Ringkasan Perdagangan 3 September: IHSG dan Rupiah Kompak Melemah, Nikel Reli

Pergerakan Indeks Harga Saham Gabungan (IHSG) kompak ditutup melemah bersama nilai tukar rupiah terhadap dolar AS seiring dengan menyusutnya permintaan untuk aset-aset berisiko.
Renat Sofie Andriani
Renat Sofie Andriani - Bisnis.com 03 September 2019  |  19:27 WIB
Ringkasan Perdagangan 3 September: IHSG dan Rupiah Kompak Melemah, Nikel Reli
Karyawan berada di depan papan elektronik yang menampilkan harga saham di Jakarta, Senin (22/7/2019). - Bisnis/Abdullah Azzam

Bisnis.com, JAKARTA – Pergerakan Indeks Harga Saham Gabungan (IHSG) kompak ditutup melemah bersama nilai tukar rupiah terhadap dolar AS seiring dengan menyusutnya permintaan untuk aset-aset berisiko.

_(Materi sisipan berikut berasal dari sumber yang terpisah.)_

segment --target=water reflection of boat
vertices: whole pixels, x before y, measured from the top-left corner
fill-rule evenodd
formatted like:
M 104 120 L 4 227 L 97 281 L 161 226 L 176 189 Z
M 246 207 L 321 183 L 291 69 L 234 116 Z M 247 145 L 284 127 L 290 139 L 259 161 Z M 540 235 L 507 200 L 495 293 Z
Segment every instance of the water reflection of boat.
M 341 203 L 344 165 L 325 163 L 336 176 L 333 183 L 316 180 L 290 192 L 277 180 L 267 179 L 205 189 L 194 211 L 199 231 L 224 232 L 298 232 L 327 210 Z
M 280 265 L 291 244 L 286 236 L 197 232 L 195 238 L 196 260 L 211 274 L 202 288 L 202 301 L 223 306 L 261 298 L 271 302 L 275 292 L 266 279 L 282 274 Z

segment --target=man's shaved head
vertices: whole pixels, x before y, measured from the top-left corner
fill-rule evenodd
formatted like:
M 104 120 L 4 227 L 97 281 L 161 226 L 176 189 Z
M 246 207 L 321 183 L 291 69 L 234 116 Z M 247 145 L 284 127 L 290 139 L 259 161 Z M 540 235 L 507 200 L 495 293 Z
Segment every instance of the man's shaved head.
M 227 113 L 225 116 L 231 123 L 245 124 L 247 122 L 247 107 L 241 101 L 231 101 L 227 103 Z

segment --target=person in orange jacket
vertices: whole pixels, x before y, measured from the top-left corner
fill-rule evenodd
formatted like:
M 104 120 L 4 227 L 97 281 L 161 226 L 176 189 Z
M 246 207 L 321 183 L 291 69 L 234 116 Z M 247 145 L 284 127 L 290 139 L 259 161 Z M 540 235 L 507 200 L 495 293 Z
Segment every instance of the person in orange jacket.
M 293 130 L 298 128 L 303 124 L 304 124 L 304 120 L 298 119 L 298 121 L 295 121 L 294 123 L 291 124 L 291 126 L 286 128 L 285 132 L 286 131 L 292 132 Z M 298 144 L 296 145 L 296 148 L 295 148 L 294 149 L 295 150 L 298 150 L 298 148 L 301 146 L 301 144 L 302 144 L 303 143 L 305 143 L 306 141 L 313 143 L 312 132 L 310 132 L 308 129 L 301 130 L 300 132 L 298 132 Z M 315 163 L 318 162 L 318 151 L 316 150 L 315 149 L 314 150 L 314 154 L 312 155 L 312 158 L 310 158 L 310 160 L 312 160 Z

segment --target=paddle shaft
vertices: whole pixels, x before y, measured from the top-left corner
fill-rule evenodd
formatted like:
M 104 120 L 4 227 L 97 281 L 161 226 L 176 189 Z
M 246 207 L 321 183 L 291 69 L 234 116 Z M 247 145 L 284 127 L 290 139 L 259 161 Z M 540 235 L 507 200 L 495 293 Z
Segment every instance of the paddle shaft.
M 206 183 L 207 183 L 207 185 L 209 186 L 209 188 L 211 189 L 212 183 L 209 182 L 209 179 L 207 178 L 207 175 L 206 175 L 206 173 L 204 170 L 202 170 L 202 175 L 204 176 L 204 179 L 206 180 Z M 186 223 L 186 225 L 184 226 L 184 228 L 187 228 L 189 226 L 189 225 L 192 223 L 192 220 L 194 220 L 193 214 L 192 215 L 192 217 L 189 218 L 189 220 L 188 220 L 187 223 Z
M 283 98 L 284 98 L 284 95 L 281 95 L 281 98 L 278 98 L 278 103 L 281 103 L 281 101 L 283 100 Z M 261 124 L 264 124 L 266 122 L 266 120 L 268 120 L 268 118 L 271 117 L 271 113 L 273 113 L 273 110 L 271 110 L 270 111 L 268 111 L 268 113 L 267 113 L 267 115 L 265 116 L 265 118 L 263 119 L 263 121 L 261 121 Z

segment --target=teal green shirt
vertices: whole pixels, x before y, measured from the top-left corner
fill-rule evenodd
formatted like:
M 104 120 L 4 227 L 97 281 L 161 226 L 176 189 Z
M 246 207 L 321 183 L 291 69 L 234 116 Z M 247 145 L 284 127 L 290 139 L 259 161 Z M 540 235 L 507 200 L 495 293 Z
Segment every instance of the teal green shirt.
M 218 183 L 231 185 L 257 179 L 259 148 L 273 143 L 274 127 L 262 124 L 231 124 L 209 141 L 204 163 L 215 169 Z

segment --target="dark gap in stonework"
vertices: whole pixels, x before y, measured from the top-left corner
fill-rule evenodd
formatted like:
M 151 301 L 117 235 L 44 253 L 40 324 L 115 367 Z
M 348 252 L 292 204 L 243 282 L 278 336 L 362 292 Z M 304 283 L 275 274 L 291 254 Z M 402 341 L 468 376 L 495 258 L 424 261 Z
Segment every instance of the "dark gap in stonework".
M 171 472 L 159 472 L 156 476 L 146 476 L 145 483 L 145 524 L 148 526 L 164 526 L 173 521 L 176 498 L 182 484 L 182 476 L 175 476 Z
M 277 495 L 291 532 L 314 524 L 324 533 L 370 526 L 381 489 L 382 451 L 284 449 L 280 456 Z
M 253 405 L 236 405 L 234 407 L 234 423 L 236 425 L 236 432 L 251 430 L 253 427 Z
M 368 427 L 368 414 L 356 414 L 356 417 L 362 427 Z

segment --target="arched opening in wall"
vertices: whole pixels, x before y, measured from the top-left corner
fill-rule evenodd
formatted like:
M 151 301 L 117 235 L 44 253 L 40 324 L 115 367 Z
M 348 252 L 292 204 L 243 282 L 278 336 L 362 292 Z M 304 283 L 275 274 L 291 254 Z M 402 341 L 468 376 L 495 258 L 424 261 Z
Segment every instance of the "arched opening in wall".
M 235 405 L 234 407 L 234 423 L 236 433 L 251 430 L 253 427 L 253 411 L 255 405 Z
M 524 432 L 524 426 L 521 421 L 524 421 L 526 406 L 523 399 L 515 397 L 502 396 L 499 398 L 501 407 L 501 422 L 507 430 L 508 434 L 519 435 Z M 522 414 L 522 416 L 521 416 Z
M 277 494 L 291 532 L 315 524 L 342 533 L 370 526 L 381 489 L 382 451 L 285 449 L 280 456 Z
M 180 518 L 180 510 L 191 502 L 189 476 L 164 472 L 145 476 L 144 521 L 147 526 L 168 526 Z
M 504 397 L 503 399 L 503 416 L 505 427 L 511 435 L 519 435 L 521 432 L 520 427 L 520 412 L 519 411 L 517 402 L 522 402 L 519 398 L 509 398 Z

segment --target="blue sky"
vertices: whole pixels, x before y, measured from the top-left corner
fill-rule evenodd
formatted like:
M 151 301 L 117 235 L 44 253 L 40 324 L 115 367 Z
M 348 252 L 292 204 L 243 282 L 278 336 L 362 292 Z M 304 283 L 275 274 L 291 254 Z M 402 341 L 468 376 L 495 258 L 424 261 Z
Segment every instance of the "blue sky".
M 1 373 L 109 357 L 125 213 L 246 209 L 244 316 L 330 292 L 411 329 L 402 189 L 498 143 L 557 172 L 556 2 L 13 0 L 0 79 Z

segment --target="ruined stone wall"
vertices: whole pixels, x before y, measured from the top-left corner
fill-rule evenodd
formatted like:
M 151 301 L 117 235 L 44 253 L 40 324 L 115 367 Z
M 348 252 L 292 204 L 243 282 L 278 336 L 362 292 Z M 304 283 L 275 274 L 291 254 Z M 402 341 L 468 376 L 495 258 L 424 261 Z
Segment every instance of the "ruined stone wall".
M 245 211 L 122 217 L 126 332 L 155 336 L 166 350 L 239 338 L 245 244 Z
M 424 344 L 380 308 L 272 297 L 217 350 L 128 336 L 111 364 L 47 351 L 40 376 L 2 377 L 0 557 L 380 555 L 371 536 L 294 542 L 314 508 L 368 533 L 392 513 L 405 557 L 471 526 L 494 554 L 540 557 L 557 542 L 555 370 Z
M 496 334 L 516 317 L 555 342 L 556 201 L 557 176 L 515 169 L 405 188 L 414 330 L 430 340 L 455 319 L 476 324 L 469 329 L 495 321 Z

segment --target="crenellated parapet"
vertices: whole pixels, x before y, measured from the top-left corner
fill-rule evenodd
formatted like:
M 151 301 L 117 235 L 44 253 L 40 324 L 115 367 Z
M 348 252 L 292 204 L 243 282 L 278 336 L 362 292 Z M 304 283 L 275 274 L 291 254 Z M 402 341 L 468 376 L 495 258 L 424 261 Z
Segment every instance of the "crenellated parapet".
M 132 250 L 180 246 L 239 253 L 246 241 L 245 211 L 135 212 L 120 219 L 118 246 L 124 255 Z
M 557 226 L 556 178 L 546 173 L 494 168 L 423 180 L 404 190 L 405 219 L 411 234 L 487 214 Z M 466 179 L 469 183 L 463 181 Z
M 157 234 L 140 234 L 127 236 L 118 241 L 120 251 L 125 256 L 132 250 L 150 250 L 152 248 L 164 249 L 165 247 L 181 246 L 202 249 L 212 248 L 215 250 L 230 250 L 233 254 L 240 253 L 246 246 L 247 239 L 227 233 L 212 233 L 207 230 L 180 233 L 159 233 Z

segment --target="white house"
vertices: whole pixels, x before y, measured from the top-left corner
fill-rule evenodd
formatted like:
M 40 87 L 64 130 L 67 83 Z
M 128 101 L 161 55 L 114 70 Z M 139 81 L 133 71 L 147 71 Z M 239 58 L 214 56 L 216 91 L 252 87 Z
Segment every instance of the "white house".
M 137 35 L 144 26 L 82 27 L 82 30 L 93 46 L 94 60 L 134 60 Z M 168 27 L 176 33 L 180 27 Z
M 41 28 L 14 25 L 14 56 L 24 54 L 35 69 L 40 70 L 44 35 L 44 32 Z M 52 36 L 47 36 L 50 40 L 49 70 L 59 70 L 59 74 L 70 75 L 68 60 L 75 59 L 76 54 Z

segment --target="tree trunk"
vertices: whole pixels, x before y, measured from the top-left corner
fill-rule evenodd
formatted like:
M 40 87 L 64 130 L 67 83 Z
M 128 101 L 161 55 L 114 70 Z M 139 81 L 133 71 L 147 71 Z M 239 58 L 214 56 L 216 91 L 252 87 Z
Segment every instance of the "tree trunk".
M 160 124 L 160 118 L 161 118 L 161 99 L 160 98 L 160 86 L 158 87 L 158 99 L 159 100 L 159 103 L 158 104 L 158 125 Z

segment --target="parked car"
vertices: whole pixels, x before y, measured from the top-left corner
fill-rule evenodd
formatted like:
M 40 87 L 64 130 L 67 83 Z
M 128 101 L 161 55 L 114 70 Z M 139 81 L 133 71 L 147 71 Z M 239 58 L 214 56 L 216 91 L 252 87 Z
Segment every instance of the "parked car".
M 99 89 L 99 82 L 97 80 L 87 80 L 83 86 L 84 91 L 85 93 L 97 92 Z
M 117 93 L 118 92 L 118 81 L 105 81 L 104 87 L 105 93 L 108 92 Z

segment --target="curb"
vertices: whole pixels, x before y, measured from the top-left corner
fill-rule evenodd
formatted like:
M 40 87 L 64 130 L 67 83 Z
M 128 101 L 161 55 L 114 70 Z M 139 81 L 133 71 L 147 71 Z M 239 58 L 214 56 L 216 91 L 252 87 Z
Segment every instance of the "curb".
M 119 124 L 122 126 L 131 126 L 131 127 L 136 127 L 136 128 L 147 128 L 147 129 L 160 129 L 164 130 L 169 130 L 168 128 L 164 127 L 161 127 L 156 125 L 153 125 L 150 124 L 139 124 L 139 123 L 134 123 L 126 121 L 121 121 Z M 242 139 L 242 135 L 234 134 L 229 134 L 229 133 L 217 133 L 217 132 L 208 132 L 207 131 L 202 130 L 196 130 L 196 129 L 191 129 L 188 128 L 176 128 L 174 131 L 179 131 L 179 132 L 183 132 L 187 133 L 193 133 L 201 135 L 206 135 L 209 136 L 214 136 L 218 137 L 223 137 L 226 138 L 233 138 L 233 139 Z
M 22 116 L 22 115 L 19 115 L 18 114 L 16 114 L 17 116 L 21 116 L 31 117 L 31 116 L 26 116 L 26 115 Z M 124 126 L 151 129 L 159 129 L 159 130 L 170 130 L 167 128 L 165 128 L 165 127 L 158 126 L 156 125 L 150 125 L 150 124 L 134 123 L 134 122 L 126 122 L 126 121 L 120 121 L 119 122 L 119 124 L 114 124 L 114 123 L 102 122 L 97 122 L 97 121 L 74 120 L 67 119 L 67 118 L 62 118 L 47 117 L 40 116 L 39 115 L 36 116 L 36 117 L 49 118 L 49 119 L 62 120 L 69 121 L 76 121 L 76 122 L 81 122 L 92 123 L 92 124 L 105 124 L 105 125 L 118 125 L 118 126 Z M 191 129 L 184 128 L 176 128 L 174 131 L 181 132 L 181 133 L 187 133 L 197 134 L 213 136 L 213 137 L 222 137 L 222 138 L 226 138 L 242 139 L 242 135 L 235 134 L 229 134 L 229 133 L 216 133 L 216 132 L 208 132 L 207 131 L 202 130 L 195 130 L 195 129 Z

Di tengah kondisi ini, harga emas Comex mampu bangkit dari zona merah dan terpantau menguat meskipun dolar AS meneruskan kenaikannya.

Berikut adalah ringkasan perdagangan di pasar saham, mata uang, dan komoditas yang dirangkum Bisnis.com, Selasa (3/9/2019):

Rupiah Tergelincir, IHSG Melemah Hari Kedua

IHSG ditutup melemah 0,46 persen atau 28,96 poin di level 6.261,59 dari level penutupan perdagangan sebelumnya. Pada perdagangan Senin (2/9), IHSG berakhir terkoreksi 0,60 persen atau 37,92 poin di level 6.290,55.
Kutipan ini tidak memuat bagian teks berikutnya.